Veteran Learning to Live with Diabetes
WESLACO – Diabetes become all too real when a loved one is diagnosed. The symptoms can vary. One of the impairments that can happen is a loss of eye sight.
CHANNEL 5 NEWS reporter Angelo Vargas shared his account of helping his father obtain a new perspective after he was diagnosed with diabetes.
“I noticed myself becoming more and more thirsty and more and more dry mouth, and I was having this incredible pain in my stomach,” Vargas’s father, Angelo Vargas Sr., said.
Vargas said he tried to convince his father to go to the hospital. But he didn’t.
“We finally went and they found out that I had really high blood sugar to the point where it was almost acid like,” Vargas Sr. said.
The nurse told the family his blood sugar level was 704. A regular level for a man his size is between 100 and 120. He was immediately rushed to the hospital.
“After being diagnosed with pancreatitis and being taken to the hospital, they found out that I had diabetes,” Vargas Sr. said.
The family stayed in the hospital and his father was in intensive care. It was a difficult week. He spent 16 years in the Army, doing three tours in a war zone. Like thousands of other veterans, he has PTSD. Diabetes complicated those symptoms.

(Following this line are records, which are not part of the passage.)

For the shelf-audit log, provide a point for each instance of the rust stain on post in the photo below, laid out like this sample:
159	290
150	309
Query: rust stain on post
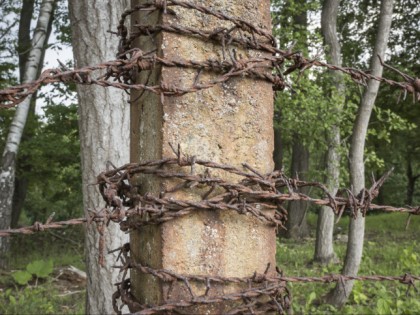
230	123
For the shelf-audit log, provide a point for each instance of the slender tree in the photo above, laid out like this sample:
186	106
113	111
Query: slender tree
23	49
297	226
324	250
357	169
104	136
8	163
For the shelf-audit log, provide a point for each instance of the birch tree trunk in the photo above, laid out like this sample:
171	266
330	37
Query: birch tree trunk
8	164
324	250
357	169
104	136
297	226
24	45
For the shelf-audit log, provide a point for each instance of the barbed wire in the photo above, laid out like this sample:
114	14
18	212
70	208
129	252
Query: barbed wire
253	193
257	285
132	60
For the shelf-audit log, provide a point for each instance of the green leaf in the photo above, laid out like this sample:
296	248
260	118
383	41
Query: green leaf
40	268
12	300
22	277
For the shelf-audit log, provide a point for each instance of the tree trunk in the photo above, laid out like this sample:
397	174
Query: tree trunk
8	166
357	170
324	250
209	243
24	45
24	35
104	135
297	226
278	149
411	181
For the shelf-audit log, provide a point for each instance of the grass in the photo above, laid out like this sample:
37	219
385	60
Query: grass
52	295
389	250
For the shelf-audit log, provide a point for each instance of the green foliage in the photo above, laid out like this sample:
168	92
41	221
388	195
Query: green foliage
40	300
22	277
37	268
389	250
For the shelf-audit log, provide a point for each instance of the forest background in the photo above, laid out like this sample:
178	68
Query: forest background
48	176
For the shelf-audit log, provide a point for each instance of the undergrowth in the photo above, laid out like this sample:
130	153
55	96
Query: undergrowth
389	250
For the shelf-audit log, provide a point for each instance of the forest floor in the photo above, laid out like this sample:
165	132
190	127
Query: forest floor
389	250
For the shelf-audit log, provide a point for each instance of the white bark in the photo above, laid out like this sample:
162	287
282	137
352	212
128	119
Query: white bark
104	134
357	169
7	171
324	250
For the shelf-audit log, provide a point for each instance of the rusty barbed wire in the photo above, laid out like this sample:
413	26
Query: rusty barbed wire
265	284
122	70
249	196
224	37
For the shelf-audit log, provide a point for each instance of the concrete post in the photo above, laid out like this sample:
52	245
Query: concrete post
231	123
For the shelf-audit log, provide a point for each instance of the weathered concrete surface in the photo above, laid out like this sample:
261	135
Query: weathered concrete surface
230	123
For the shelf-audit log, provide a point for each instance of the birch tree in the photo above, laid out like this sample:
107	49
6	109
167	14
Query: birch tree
8	163
104	135
324	250
357	169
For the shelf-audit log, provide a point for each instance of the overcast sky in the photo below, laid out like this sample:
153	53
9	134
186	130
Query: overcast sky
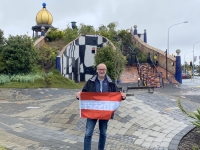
156	16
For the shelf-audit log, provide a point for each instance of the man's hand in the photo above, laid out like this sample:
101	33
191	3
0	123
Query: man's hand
78	95
123	95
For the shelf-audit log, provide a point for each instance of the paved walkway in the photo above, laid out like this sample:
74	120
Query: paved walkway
48	119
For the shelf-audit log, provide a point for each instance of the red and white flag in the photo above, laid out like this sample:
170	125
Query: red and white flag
99	105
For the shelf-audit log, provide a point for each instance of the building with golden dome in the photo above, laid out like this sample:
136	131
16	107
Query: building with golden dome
44	21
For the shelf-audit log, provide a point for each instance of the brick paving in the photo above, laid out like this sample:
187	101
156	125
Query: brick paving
48	119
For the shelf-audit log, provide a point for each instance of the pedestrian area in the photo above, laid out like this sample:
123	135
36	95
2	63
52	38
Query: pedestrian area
48	119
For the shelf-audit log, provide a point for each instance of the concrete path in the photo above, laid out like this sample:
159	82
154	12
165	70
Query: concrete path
48	119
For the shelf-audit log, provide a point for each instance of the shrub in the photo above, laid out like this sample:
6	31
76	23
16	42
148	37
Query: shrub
113	59
19	55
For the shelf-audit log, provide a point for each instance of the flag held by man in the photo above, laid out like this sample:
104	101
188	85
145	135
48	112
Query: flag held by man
99	105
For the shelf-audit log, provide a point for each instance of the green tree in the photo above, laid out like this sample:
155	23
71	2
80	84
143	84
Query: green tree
113	59
19	54
55	34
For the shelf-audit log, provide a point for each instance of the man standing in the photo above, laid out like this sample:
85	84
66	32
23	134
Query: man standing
98	83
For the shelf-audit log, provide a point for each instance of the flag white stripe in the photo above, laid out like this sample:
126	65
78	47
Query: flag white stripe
99	105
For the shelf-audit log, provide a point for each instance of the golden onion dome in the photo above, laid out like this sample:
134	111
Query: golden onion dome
44	16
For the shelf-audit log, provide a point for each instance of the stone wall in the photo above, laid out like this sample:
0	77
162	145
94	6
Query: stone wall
161	55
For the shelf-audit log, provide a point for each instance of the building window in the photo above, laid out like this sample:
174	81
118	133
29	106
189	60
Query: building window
93	50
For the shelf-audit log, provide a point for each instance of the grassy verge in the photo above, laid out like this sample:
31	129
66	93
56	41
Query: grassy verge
3	148
54	80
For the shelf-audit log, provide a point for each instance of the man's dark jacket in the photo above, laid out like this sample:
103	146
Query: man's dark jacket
91	87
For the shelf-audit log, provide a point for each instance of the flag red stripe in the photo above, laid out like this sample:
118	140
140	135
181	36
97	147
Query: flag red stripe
101	96
96	114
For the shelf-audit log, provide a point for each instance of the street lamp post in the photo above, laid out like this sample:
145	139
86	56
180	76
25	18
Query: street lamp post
168	33
193	58
184	60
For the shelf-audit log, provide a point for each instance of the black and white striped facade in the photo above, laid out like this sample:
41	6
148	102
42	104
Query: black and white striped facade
76	60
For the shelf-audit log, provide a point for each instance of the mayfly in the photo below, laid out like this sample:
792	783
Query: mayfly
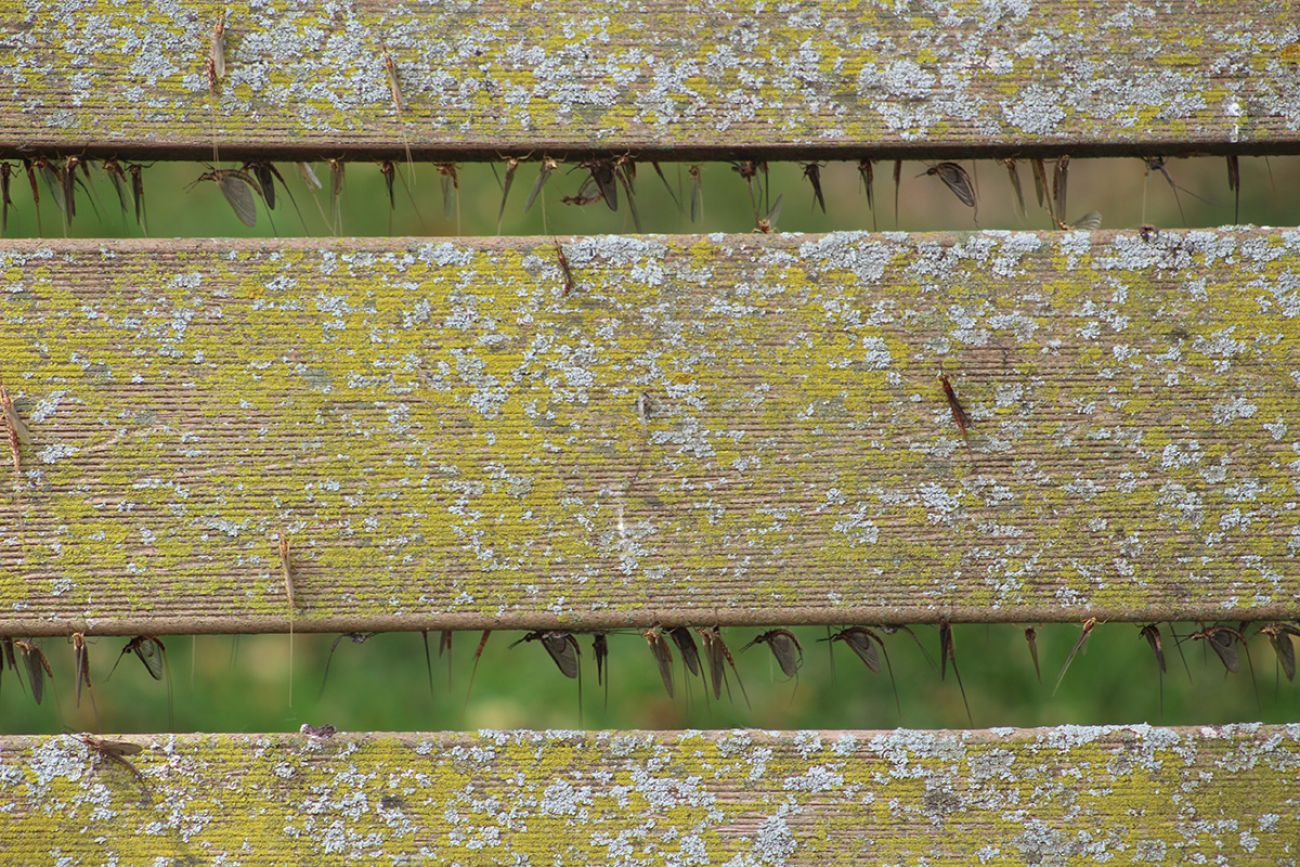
238	187
1031	638
719	657
956	407
511	167
566	272
390	69
356	638
859	641
1015	186
1078	645
1151	632
956	178
81	666
813	172
697	194
16	430
1234	183
948	654
216	72
869	181
1060	185
287	572
1279	636
38	667
662	655
785	647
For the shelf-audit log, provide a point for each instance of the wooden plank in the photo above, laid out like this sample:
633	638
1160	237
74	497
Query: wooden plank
813	78
1066	794
732	429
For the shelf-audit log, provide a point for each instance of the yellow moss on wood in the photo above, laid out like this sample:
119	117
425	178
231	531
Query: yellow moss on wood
733	429
498	77
1069	794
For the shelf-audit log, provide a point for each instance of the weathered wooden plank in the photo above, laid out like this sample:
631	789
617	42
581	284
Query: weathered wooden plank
819	77
1031	796
735	429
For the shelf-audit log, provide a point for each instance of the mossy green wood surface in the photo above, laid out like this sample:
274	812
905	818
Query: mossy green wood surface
481	78
1065	794
733	429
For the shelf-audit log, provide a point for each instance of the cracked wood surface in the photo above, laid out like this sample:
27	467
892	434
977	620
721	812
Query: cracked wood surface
723	429
1069	794
811	78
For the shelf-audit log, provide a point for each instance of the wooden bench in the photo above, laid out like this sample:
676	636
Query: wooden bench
723	429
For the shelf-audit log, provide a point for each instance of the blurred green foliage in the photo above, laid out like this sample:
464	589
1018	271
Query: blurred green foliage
222	684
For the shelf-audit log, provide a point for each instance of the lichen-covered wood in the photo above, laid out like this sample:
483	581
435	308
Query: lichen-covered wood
732	429
1071	794
813	77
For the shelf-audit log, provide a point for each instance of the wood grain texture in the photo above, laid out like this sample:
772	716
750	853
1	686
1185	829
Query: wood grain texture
1032	796
810	78
724	429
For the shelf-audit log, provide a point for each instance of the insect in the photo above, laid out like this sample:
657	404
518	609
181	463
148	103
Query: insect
784	646
1078	645
768	224
1031	638
38	667
390	69
564	269
1151	632
1279	636
1060	183
948	654
859	641
956	178
869	181
1015	186
697	194
356	638
813	172
958	411
16	430
719	655
1234	183
238	187
662	655
81	666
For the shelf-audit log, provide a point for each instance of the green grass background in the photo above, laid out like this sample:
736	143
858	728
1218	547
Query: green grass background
219	684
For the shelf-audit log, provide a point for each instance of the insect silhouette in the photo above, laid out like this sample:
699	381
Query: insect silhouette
566	272
1078	645
662	655
1014	176
956	407
956	178
38	667
1279	636
869	181
784	646
238	187
863	642
697	194
948	654
813	172
719	657
356	638
1151	632
1031	638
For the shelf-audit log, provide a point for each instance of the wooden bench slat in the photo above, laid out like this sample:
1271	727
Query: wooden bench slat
1030	796
819	77
732	429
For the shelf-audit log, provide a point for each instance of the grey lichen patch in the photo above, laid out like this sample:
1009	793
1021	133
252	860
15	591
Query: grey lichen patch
1112	793
729	76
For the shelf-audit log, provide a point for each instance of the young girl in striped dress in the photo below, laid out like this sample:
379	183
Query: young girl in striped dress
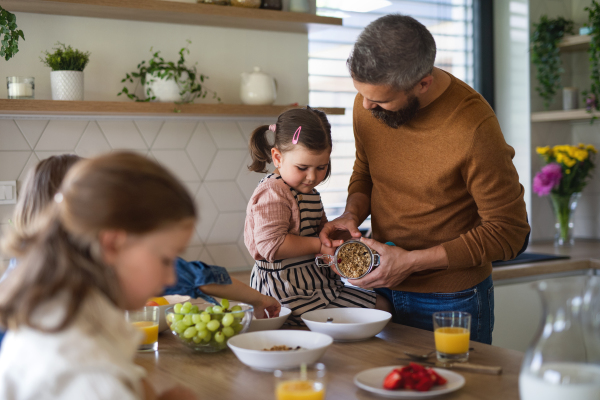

“It made me feel very anxious and a lot of anxiety and another thing to deal with because of the time I spent in the military and when I got out,” he said.
Diabetes changed his daily routine, his diet and medicine.
“Knowing that you have to take these injections for the rest of your life or take the medicine for the rest of your life it’s a burden,” he said.
His vision began to change as well.
“I couldn’t see up to five, 10, 15, or 20 so I would use my flashlight to see it,” he said.
He had to ask his family to help him read his prescriptions.
“When I initially got out of the hospital, my vision was so bad that I couldn’t see the prescriptions at all so I had (my son) write (it) out for me,” Vargas Sr. said.
Vargas’s father said once his sugar levels were balanced his vision improved. He started taking advantage of his eye sight improvements and began exercising more.
“It’s wonderful. It’s wonderful to be out here and smell the fresh air,” he said.
Vargas said he’s grateful his father is back on track and looking to the future. He knows his life will never be the same.
“It’s something that I have to do in order for me to stick around awhile, you know, longer, see some grandchildren, maybe, hopefully someday,” Vargas Sr. said.
Vargas said he will keep his father on track and motivated while living with diabetes.